161 Front Street161 Front Street

The new Fairfield Inn hotel at 161 Front Street has topped-out, and cladding has begun rising on the Peter Poon-designed tower. The building stands 31 stories tall, and the developer is the Lam Group.

161 Front Street has approximately 65,000 square feet of space, and the Fairfield Inn will have 200 rooms. The tower is located on the periphery of the Financial District, standing one block to the south of the South Street Seaport.

161 Front Street

161 Front Street

NIMBYs in the Seaport have vociferously opposed the development of a 50-story hotel by Howard Hughes on the neighborhood’s waterfront; while 161 Front Street is a good deal shorter, its relative prominence is not that dissimilar. Indeed, while the Hughes tower also appears to be high-quality — courtesy of SHoP — the same cannot be said for 161 Front Street, which faces the Seaport with a blank wall, characterized by arbitrary zig-zags.

161 Front Street

161 Front Street’s Seaport-facing facade

Besides the Howard Hughes tower, additional skyscrapers are planned at 151 Maiden Lane and 80 South Street, both of which could end up taller than the Hughes building. A development boom is expanding across the Seaport-adjacent blocks, and arguments against the redevelopment of the Fulton Fish Market hinge on the neighborhood’s ‘low-rise’ nature.
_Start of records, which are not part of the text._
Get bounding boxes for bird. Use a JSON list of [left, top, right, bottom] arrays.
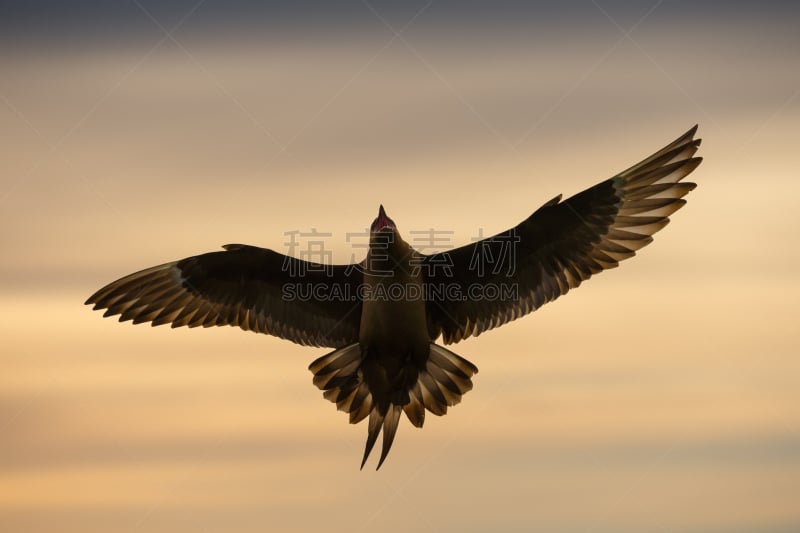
[[86, 126, 702, 469]]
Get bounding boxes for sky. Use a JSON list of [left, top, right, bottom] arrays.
[[1, 1, 799, 532]]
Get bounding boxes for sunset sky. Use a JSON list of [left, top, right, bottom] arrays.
[[1, 1, 799, 532]]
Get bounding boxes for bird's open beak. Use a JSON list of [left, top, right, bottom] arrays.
[[374, 204, 395, 231]]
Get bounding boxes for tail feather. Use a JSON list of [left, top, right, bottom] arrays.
[[377, 405, 402, 469], [308, 342, 478, 469], [310, 343, 361, 389], [361, 408, 384, 469], [426, 364, 464, 395], [418, 372, 449, 411], [428, 344, 479, 378], [403, 382, 425, 428], [349, 383, 372, 424], [411, 345, 478, 417], [418, 379, 447, 416]]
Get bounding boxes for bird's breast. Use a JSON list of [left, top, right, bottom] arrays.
[[359, 265, 429, 356]]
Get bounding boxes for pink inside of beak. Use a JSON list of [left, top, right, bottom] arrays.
[[374, 205, 394, 231]]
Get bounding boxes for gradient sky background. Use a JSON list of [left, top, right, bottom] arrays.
[[1, 1, 799, 532]]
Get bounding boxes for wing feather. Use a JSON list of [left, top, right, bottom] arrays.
[[425, 126, 702, 344], [86, 244, 362, 348]]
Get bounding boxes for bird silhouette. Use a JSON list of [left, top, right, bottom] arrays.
[[86, 126, 702, 469]]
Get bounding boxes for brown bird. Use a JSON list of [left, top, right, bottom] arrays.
[[86, 126, 702, 469]]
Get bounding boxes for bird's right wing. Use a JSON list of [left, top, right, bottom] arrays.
[[86, 244, 363, 348], [424, 126, 702, 344]]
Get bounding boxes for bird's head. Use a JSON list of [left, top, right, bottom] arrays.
[[368, 205, 407, 266], [370, 205, 396, 233]]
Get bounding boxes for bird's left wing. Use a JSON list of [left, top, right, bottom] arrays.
[[86, 244, 362, 348], [424, 126, 702, 344]]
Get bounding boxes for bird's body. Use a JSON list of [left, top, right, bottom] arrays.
[[87, 126, 703, 469], [359, 230, 428, 358], [360, 246, 428, 406], [310, 208, 477, 467]]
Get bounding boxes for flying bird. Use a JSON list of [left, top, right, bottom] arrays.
[[86, 126, 702, 469]]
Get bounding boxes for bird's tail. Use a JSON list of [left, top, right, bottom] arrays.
[[308, 343, 478, 469]]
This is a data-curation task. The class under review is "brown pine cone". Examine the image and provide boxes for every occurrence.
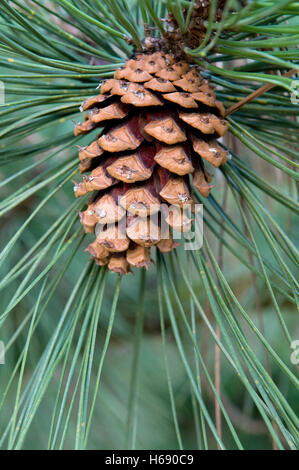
[74,51,228,274]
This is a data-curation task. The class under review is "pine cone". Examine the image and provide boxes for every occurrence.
[74,52,228,274]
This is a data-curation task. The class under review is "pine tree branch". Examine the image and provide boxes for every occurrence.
[225,69,297,116]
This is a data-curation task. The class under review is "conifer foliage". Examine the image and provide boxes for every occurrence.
[0,0,298,451]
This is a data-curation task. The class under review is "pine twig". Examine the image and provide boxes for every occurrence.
[225,69,297,116]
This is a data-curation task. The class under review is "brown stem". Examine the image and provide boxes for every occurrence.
[215,324,222,444]
[225,69,297,117]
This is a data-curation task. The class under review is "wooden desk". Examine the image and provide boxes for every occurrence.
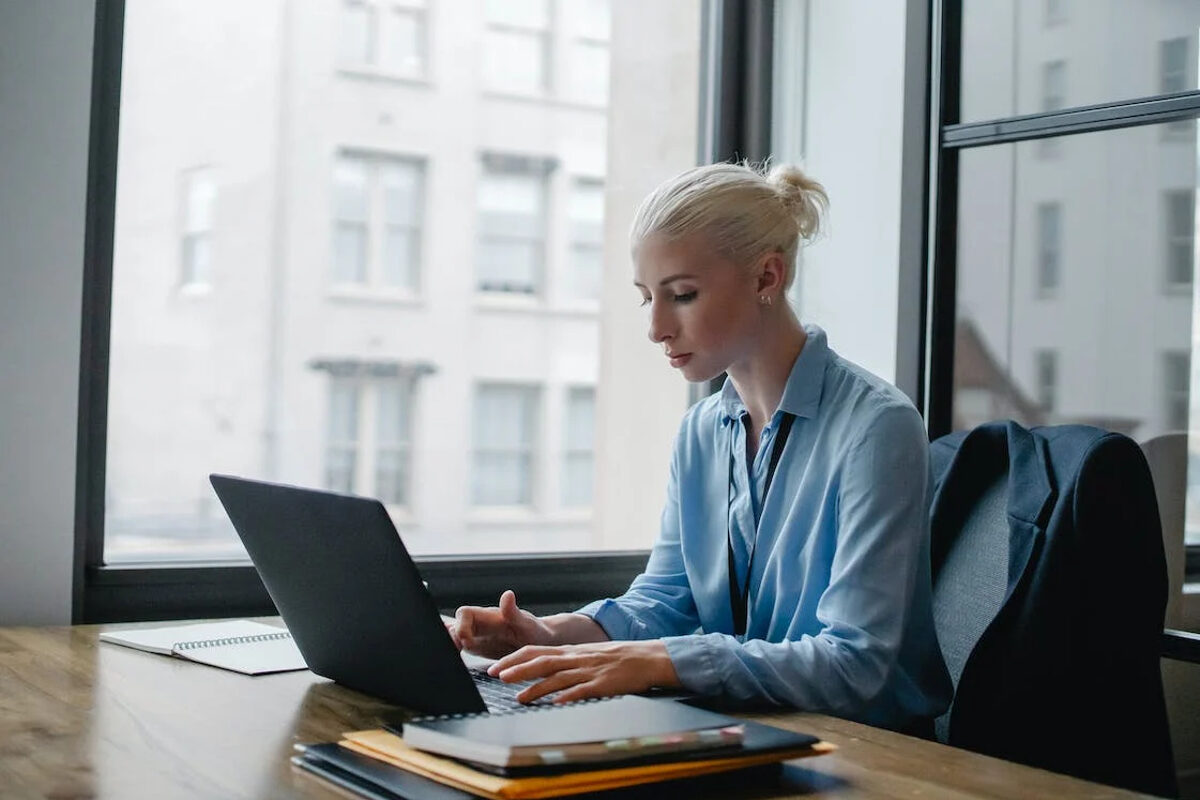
[0,624,1153,799]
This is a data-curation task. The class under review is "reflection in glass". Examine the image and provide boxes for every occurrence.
[962,1,1200,123]
[954,122,1199,544]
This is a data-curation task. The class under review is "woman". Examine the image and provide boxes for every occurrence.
[448,162,951,732]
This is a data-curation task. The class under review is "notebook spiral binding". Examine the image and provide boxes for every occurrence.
[173,631,293,651]
[408,695,614,724]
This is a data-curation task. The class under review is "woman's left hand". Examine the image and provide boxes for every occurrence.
[487,640,681,704]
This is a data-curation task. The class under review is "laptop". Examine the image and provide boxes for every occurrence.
[209,473,548,715]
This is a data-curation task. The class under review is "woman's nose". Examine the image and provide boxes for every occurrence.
[647,302,674,344]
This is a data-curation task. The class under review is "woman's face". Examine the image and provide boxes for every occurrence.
[633,233,762,383]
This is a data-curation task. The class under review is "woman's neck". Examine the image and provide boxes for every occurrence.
[727,313,807,435]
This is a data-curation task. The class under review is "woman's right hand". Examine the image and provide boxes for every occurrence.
[446,590,555,659]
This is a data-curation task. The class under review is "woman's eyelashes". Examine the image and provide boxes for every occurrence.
[638,291,697,308]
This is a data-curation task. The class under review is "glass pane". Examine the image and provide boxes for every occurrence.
[961,1,1200,123]
[334,224,368,283]
[478,238,540,293]
[339,1,374,66]
[382,227,418,289]
[952,122,1200,547]
[334,158,368,222]
[380,9,425,77]
[562,453,594,507]
[565,388,595,449]
[382,161,423,225]
[105,0,700,561]
[181,235,211,287]
[184,170,215,232]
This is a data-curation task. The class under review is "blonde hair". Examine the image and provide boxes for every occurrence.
[630,162,828,289]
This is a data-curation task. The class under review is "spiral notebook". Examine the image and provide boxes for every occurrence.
[99,619,308,675]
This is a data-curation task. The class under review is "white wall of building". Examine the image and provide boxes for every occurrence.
[0,0,94,624]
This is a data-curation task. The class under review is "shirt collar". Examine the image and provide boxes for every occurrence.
[718,324,831,424]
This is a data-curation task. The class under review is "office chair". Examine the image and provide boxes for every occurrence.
[928,421,1177,797]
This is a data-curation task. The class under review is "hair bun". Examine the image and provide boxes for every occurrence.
[767,164,828,240]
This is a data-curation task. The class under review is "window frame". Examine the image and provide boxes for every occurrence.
[919,0,1200,589]
[337,0,430,83]
[75,0,763,623]
[330,149,426,294]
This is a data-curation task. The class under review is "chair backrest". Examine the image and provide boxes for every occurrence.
[930,473,1008,744]
[930,422,1177,797]
[1139,432,1187,629]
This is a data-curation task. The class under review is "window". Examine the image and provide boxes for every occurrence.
[476,156,548,295]
[564,0,611,105]
[1045,0,1067,26]
[472,384,539,507]
[332,153,424,291]
[1165,189,1195,291]
[947,2,1200,563]
[1161,38,1193,138]
[339,0,428,79]
[87,0,703,613]
[562,387,595,507]
[1035,350,1057,413]
[1036,202,1061,293]
[1164,351,1191,432]
[325,379,360,494]
[566,179,604,301]
[324,375,415,505]
[1038,61,1066,157]
[181,168,215,288]
[483,0,550,96]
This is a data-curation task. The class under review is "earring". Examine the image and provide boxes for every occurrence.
[760,295,772,307]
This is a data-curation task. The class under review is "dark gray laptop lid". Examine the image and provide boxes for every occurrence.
[209,474,486,715]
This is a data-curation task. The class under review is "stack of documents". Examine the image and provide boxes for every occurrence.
[291,696,833,799]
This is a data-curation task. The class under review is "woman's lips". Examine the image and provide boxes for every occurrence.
[668,353,692,368]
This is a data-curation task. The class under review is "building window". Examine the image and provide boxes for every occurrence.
[566,179,604,301]
[1036,202,1061,293]
[1044,0,1066,26]
[565,0,610,105]
[1035,350,1057,413]
[339,0,428,79]
[483,0,550,96]
[324,375,415,505]
[562,387,596,507]
[476,156,548,295]
[1038,61,1066,156]
[1165,189,1195,291]
[1164,351,1191,432]
[1161,38,1193,138]
[473,384,538,506]
[332,153,424,291]
[181,168,215,288]
[325,379,360,494]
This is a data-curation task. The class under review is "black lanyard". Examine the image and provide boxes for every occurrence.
[726,412,795,636]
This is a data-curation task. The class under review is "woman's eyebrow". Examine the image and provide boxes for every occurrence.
[632,273,698,289]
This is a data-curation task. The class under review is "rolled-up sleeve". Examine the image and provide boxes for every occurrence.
[660,405,931,715]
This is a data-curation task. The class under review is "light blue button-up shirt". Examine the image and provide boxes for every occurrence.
[578,326,952,730]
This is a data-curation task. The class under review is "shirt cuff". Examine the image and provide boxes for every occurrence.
[575,598,639,641]
[663,634,724,696]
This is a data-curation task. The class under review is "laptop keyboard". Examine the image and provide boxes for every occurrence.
[470,669,554,712]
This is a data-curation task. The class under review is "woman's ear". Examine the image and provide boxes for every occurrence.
[755,252,787,295]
While a select few blocks are dominated by Disney-esque remnants of 18th and 19th century New York, they are completely surrounded by skyscrapers, and NIMBY arguments against surrounding developments are almost as ridiculous as those posed by opponents of the Torre Verre in Midtown, who characterized 53rd Street as a ‘mid-rise neighborhood.’

If buildings like 161 Front Street can be built as-of-right, better buildings — like SHoP’s tower — should not have an issue rising. Perhaps Seaport residents should instead focus on asking Howard Hughes to incorporate storm-surge mitigation measures into their redevelopment; the greatest threat to the neighborhood — which has apparently been ignored by the NIMBYs — is flooding, which was made abundantly clear after Hurricane Sandy.

Completion of the Fairfield Inn is expected later this year.